Saat itu baru pukul 18.00 waktu setempat, Kamis (9/5/2019). Kalau di Indonesia, itu jam maghrib, pas waktu berbuka untuk wilayah Jakarta dan sekitarnya. Tapi, di Venesia, waktu berbuka puasanya masih 2,5 jam lagi. Sadar kalau harus menahan lapar lebih lama, tetiba perut terasa keroncongan.
Melongok di luar ruangan, terlihat matahari masih benderang. Langit di atas sungai di kawasan Arsenale, Venesia, berwarna kekuningan, serasa terang pukul 4 sore di Tanah Air. Bedanya, di kota ini, udara dingin musim semi cukup menusuk. Apalagi, kalau disertai semilir angin. Orang-orang keluar pakai jaket meski tak terlalu tebal.
Panitia tadi melihat saya agak galau. Sambil menunjuk beberapa kue dan kopi di meja, dia bilang, ”Kalau tidak kuat, buka puasa saja sekarang, Mas. Kan, musafir, boleh tidak puasa.”
Di meja Paviliun Indonesia, terhidang tumpeng, jajanan kecil, dan kopi nusantara. Sore itu, Kepala Badan Ekonomi Kreatif (Bekraf) Triawan Munaf baru saja membuka Paviliun Indonesia di Venice Art Biennale 2019. Dia memotong tumpeng dan membagikannya kepada seniman yang berkolaborasi menggelar karya seni instalasi berjudul unik, ”Lost Verses: Akal Tak Sekali Datang, Runding Tak Sekali Tiba”. Banyak tamu undangan datang.
Baca juga: Indonesia untuk Dunia
Agak tergoda juga saya menyaksikan penganan itu. Apalagi, sebagaimana disebut panitia tadi, sebenarnya saya mendapat keringanan (rukhsah) boleh tidak puasa karena sedang bepergian jauh (musafir). Sesuai ajaran Islam, puasa yang saya tinggalkan itu nanti dapat diganti pada hari lain usai bulan Ramadhan.
Namun, saya sudah bertekad untuk menyelesaikan ibadah ini sampai kelar. Saya bilang ke panitia tadi, saya akan berpuasa sekuatnya. Kalaulah nanti lapar tak tertahankan lagi dan mulai terasa mau pingsan, saya akan membatalkan puasa saat itu juga. Tapi, sepanjang masih kuat, saya akan bertahan.

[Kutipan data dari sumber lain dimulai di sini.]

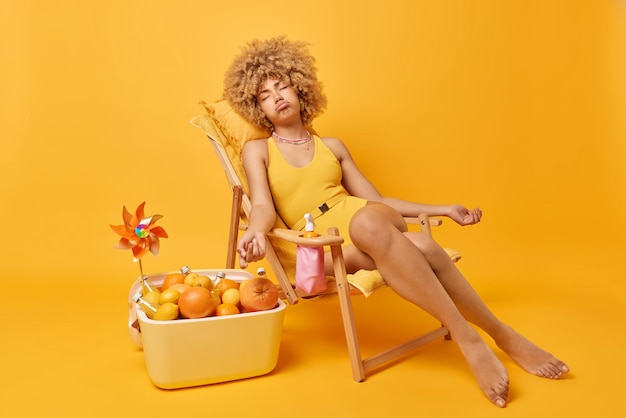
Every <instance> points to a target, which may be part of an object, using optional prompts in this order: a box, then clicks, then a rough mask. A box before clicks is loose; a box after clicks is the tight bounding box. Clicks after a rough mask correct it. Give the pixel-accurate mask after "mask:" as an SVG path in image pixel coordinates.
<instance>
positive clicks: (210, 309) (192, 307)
mask: <svg viewBox="0 0 626 418" xmlns="http://www.w3.org/2000/svg"><path fill="white" fill-rule="evenodd" d="M178 308H179V311H180V315H181V316H182V317H183V318H204V317H207V316H210V315H211V314H212V313H213V311H214V310H215V301H214V300H213V295H211V291H210V290H209V289H207V288H205V287H190V288H189V289H187V290H185V291H184V292H183V294H182V295H180V297H179V298H178Z"/></svg>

Sambil menunggu waktu berbuka, saya duduk di antara benda-benda seni instalasi yang digelar di ruangan bekas pabrik kapal dari abad ke-15. Ada banyak kabinet dari kaca transparan, satu komidi putar dari kayu, dan ruang merokok yang juga dari kaca transparan. Saya coba masuk ruangan merokok itu, dan mengingat perjalanan dari Indonesia sampai di Venesia, Italia.
Hari kedua puasa
Saya bertolak dari Jakarta ke Italia pada Selasa (7/5/2019). Itu bertepatan dengan hari puasa kedua. Tahun 2019 ini, umat Islam di Indonesia memulai puasa secara serempak, Senin. Menyenangkan melihat tak ada beda awal puasa. Rasanya lebih tenteram.
Saya dijadwalkan berangkat ke Italia bersama beberapa anggota tim juri untuk Paviliun Indonesia di Venice Biennale 2019. Kami dipesankan tiket naik Turkish Airlines nomor penerbangan TK 0057 dengan jadwal berangkat pukul 21.00 WIB. Tidak langsung ke Venesia, perjalanan transit dulu di Turki.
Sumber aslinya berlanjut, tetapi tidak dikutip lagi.